Readers may remember my account of serving my first Mass as a deacon ad orientem last spring. Now the National Catholic Register reports on what happened when a parish adopted this posture for a year:
Sudden changes in the life of a parish come rarely. But on the first weekend in October, at St. Wenceslaus in Wahoo, Nebraska, Father Joseph Faulkner announced an unexpected decision on the liturgy: The parish would celebrate Mass ad orientem — both the priest and the people facing the altar in the same direction — for a year.
St. Wenceslaus joins a slow stream of parishes that are experiencing liturgical renewal through returning to the ad orientem (facing the east) position in the celebration of the ordinary form of the Mass.

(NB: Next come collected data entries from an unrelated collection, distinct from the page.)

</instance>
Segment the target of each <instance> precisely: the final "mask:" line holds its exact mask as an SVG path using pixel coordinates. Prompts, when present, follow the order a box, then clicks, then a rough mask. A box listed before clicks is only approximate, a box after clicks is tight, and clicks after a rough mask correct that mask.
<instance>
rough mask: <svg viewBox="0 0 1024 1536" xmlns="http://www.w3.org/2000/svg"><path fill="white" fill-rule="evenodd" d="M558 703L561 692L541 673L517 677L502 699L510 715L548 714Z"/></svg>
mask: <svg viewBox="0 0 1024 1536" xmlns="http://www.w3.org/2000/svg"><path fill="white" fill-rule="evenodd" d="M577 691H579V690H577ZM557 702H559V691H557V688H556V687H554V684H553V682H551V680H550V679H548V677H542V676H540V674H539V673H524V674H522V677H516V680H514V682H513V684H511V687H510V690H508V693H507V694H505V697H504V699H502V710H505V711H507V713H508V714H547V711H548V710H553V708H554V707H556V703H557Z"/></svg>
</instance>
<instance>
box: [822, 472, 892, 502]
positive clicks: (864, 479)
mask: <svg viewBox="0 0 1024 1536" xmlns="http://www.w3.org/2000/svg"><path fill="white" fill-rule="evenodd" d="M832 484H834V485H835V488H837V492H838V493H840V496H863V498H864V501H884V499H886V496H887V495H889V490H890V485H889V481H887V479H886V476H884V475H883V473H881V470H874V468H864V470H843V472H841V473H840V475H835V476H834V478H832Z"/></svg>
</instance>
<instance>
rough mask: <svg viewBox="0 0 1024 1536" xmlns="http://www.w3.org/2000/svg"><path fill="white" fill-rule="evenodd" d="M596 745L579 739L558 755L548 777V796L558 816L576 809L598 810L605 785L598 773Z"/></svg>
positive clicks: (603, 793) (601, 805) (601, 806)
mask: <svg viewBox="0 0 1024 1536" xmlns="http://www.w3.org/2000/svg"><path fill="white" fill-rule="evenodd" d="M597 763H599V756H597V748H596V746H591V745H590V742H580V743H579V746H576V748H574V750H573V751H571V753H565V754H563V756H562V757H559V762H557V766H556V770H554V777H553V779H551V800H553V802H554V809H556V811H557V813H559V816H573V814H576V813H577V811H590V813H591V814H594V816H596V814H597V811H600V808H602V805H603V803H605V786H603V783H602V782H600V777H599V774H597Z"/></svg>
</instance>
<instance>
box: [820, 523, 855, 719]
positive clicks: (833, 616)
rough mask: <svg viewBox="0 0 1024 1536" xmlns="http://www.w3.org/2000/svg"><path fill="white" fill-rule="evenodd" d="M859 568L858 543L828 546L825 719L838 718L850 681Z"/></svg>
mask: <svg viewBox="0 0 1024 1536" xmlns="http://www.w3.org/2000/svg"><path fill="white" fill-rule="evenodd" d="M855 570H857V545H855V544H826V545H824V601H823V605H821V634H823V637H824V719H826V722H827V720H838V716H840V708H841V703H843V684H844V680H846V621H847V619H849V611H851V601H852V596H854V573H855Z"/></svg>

While the movement has gained ground slowly, many priests credit last year’s remarks from Cardinal Robert Sarah with jump-starting further interest in it.
Related: Deacon, look East: Serving my first Mass ad orientem
At the 2016 Sacra Liturgia conference in London, Cardinal Sarah, the prefect of the Congregation for Divine Worship and the Discipline of the Sacraments, asked priests to facead orientem when saying Mass, as a means to ensure that “in our celebrations the Lord is truly at the center.” While the Vatican quickly issued a statement that “new liturgical directives are not expected,” and emphasized the unofficial nature of Cardinal Sarah’s remarks, many priests were inspired by his words.
Father Faulkner, the pastor of St. Wenceslaus, told the Register that his parish is the largest in the diocese so far — at 700 families — to implement ad orientem.
“There’s no place you can’t do it,” he said, if ad orientem can be introduced at a parish his size.